One of the important duties of a city's Department of Public Works is to maintain the cleanliness of city streets. In most U.S. (and some European) cities, this involves a detailed schedule which covers both sides of every street in the city. At the specified hour, a steet cleaning machine (sometimes called a street sweeper) sweeps and vacuums up refuse and sometimes lays down a disinfectant solution as it passes.

Cleaning a city's streets is Herculean task: take the moderately sized city of Cambridge, MA: 925 curb miles are cleaned each month (excluding winter), collecting, over the course of a year, 5,000 tons of garbage. If your city looks clean, at least part of the credit is due to the DPW for its work and coordination.

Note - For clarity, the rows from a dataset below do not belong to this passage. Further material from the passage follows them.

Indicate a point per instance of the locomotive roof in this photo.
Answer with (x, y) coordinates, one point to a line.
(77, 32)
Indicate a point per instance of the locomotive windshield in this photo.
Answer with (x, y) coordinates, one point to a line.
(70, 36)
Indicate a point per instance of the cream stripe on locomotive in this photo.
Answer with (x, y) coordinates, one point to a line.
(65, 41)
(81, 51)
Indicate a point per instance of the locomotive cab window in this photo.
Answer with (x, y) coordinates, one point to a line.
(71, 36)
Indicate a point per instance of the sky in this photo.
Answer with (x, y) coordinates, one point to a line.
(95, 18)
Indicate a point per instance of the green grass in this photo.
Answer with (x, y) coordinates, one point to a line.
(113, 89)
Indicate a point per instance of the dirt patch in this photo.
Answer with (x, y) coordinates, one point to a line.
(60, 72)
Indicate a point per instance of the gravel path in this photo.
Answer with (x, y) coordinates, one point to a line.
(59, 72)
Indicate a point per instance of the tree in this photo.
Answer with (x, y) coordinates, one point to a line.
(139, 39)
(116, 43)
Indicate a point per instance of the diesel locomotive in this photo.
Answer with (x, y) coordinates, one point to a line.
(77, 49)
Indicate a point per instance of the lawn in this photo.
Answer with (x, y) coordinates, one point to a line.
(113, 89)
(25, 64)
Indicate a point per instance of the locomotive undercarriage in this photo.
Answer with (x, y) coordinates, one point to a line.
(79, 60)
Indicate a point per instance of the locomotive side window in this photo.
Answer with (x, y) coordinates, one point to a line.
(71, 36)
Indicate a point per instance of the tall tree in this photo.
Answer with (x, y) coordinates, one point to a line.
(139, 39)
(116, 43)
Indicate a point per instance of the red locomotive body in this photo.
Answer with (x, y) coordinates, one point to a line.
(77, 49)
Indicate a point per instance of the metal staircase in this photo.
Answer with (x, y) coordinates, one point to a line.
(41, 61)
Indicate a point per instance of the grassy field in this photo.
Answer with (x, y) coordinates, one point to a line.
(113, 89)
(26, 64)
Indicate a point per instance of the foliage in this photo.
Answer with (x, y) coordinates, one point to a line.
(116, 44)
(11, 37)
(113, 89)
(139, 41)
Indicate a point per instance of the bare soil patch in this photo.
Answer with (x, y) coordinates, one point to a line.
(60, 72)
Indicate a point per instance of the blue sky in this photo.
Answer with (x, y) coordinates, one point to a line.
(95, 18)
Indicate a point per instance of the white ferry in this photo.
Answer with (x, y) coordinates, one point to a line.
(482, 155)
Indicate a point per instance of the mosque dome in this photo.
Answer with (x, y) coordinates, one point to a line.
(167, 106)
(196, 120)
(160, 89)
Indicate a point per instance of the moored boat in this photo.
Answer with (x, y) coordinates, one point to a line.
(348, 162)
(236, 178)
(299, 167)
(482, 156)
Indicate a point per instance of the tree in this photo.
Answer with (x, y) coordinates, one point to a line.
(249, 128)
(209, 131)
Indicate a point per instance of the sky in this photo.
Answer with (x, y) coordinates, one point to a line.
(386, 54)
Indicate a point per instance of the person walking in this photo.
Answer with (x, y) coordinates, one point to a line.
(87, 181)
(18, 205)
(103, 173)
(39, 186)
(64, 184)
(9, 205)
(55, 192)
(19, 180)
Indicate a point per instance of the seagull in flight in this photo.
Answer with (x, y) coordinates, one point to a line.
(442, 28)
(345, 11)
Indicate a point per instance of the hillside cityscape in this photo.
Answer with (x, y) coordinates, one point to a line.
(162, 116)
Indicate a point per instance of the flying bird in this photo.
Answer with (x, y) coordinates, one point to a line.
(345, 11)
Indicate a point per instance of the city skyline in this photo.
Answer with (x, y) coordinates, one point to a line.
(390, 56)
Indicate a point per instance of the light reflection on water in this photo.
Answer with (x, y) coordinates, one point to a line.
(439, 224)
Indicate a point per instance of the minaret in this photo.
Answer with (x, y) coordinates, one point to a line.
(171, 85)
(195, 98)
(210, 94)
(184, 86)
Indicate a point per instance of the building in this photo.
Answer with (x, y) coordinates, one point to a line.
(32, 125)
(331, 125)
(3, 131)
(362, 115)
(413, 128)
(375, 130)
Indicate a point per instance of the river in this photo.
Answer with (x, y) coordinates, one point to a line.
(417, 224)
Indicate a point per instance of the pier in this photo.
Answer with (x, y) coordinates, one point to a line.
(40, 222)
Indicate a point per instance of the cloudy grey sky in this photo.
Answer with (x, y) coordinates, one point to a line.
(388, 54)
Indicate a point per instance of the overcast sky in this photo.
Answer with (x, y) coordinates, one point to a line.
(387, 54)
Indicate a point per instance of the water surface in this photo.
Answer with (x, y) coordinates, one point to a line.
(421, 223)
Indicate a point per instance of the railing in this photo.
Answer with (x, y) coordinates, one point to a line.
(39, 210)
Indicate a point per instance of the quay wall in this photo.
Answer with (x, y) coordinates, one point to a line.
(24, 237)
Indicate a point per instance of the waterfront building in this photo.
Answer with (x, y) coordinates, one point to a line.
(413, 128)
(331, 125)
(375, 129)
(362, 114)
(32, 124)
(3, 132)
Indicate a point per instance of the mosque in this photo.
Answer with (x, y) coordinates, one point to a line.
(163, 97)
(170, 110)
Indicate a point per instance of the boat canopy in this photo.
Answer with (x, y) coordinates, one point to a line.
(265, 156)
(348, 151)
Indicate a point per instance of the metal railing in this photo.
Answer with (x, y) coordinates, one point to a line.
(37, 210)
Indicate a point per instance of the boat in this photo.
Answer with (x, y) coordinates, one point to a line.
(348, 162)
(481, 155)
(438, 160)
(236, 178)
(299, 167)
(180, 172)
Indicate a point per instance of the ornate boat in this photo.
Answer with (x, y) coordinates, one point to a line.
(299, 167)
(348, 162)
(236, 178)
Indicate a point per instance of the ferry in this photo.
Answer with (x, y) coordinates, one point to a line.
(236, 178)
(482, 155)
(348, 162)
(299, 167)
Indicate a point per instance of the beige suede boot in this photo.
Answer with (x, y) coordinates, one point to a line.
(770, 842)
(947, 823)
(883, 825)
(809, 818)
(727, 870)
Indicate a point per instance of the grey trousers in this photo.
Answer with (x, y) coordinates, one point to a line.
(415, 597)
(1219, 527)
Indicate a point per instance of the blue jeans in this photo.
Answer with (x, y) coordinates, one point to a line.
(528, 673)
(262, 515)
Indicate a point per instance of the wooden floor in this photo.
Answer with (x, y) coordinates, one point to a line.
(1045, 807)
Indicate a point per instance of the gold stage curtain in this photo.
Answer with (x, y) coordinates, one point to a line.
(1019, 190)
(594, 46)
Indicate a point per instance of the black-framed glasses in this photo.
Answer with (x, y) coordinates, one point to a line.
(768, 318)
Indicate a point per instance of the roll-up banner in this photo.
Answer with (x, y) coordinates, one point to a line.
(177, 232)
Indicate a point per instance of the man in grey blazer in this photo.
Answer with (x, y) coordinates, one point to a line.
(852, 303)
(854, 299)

Aside from the benefits of cleanliness, street cleaning affects us in two ways:

  • A moment's joy whenever we see one of the ridiculous oversized Zamboni-like contraptions sweeping up plastic bags from the street, clumsily rounding a corner.
  • The persistent, maddening irritation of having to move your car. In Brooklyn, as in most of New York City, each side of every street is cleaned twice a week. In our neighborhood one side is cleaned Monday and Thursday, the other side is cleaned Tuesday and Friday. We don't use the car that often, but thanks to the zeal of the street cleaners, we need to move the car at least four times a week. Of couse, if we wait too long, the "safe" side of the street may be taken, and we may have to park half a mile away. Somehow the city still looks like a dump. Sigh.